This is the mail archive of the
libc-alpha@sourceware.org
mailing list for the glibc project.
Re: [PATCH v4] Also use l_tls_dtor_count to decide on object unload (BZ #18657)
- From: "Carlos O'Donell" <carlos at redhat dot com>
- To: Siddhesh Poyarekar <siddhesh at redhat dot com>, libc-alpha at sourceware dot org
- Cc: roland at hack dot frob dot com
- Date: Fri, 17 Jul 2015 09:32:45 -0400
- Subject: Re: [PATCH v4] Also use l_tls_dtor_count to decide on object unload (BZ #18657)

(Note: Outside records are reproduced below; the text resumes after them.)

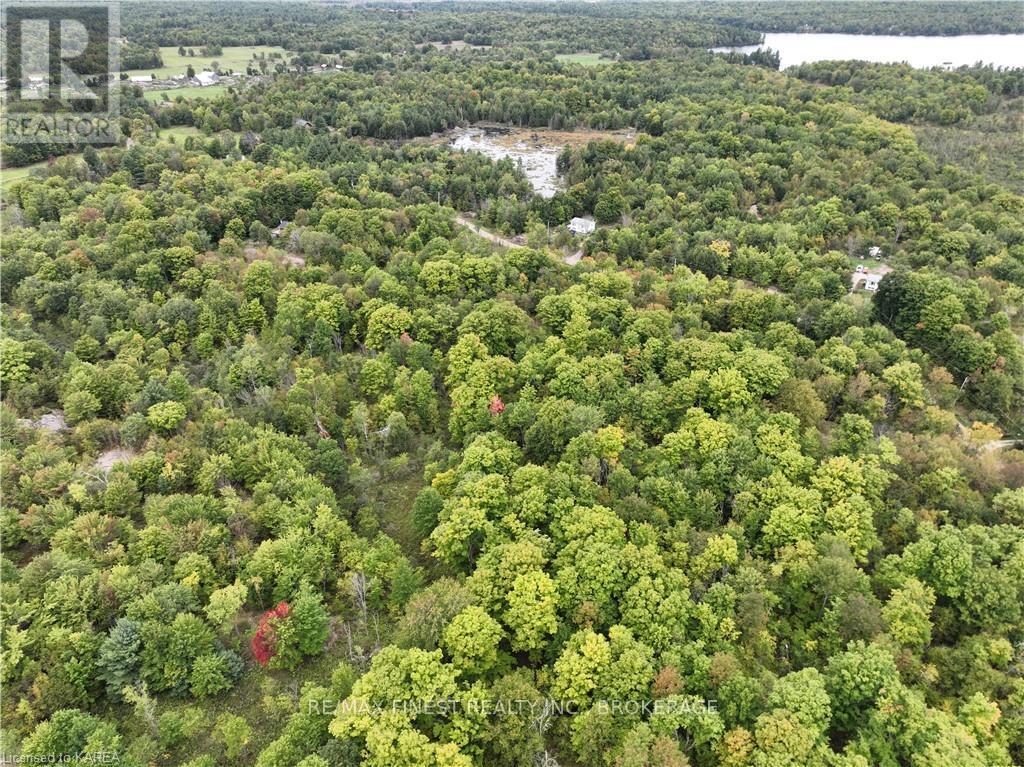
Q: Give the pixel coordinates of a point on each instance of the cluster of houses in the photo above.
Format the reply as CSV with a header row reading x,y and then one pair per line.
x,y
201,80
585,225
868,281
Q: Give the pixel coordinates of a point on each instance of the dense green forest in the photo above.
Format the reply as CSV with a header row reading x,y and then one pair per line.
x,y
300,471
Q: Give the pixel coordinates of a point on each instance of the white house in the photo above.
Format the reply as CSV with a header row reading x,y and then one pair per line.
x,y
582,225
207,78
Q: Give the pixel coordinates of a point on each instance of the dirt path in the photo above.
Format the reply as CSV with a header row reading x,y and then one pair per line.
x,y
496,239
499,240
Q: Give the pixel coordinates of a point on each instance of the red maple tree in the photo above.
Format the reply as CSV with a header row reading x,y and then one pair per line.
x,y
497,406
264,640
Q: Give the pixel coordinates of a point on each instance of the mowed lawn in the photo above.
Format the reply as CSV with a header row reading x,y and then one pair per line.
x,y
190,91
587,59
235,57
9,175
178,133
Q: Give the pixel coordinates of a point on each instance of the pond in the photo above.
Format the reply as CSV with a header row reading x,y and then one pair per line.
x,y
920,51
539,161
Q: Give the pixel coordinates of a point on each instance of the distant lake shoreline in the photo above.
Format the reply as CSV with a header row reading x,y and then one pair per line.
x,y
921,51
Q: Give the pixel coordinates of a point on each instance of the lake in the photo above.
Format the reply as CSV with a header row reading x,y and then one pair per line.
x,y
920,51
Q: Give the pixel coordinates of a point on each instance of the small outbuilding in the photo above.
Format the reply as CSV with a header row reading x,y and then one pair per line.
x,y
204,79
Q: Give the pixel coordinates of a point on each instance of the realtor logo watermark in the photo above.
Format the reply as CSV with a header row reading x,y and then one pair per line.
x,y
59,78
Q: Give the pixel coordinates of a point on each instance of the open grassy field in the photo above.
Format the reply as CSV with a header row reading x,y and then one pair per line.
x,y
587,59
233,57
9,175
210,91
178,133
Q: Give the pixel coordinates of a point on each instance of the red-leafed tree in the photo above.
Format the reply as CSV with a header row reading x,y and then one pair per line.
x,y
264,640
497,406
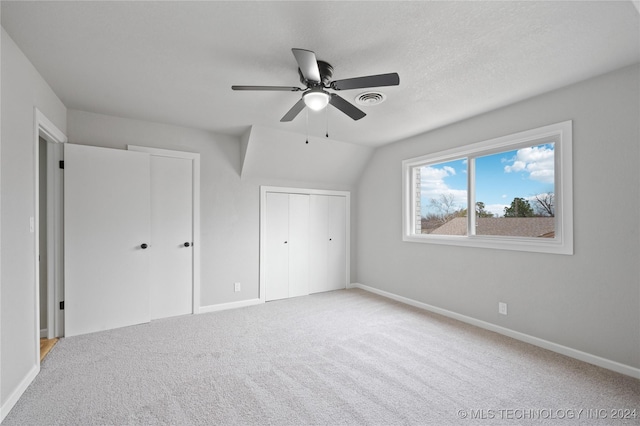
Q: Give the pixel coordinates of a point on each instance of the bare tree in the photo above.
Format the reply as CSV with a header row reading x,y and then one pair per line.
x,y
445,206
545,204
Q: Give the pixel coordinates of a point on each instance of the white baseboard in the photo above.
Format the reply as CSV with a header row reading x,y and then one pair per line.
x,y
17,393
555,347
230,305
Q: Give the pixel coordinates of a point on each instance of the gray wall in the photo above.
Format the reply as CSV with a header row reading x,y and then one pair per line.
x,y
589,301
229,204
22,90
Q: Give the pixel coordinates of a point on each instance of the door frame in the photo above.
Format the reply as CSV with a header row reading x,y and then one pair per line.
x,y
305,191
195,159
45,129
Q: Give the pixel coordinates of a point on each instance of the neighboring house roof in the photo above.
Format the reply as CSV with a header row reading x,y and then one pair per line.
x,y
508,226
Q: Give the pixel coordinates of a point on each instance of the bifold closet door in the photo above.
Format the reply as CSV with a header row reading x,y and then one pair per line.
x,y
106,236
327,243
287,245
171,254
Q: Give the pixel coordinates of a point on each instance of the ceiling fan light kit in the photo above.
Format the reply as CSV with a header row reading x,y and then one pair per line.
x,y
316,99
316,76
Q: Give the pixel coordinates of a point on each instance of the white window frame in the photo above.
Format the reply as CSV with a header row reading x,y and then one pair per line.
x,y
562,243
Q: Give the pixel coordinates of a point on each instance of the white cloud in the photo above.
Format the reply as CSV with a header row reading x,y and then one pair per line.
x,y
433,185
496,209
537,161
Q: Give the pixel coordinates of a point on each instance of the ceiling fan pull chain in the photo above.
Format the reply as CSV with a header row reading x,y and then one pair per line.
x,y
307,120
327,115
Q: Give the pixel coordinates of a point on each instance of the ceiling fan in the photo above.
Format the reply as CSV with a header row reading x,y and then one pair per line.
x,y
316,76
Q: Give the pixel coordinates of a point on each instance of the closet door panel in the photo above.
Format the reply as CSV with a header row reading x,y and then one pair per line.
x,y
277,246
319,243
298,245
337,253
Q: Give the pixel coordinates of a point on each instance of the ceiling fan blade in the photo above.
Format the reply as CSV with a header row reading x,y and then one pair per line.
x,y
294,111
308,64
391,79
277,88
346,107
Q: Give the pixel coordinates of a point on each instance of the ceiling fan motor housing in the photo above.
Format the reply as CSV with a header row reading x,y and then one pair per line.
x,y
326,73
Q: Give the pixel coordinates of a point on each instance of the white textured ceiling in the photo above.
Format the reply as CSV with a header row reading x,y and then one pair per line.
x,y
175,62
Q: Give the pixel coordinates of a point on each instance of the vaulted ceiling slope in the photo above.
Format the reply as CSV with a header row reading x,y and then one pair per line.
x,y
175,62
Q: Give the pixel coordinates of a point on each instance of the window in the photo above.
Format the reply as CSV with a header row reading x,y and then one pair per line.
x,y
517,188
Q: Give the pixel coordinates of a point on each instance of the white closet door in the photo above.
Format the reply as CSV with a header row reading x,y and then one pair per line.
x,y
337,254
328,267
171,237
106,222
276,245
298,245
319,237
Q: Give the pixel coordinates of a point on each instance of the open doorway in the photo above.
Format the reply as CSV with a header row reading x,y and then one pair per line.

- Authentication-results: sourceware.org; auth=none
- References: <1436552195-16464-1-git-send-email-siddhesh at redhat dot com> <1436958625-25492-1-git-send-email-siddhesh at redhat dot com>
On 07/15/2015 07:10 AM, Siddhesh Poyarekar wrote:
> v4: Take the big lock for a longer duration during destructor
> registration.
>
> When an TLS destructor is registered, we set the DF_1_NODELETE flag to
> signal that the object should not be destroyed. We then clear the
> DF_1_NODELETE flag when all destructors are called, which is wrong -
> the flag could have been set by other means too.
Agreed.
Great work using l_tls_dtor_count to do reference counting atomically!
This looks like a permanent and long lasting solution to the problem.
It's exactly the kind of thing I like to see being used in the loader...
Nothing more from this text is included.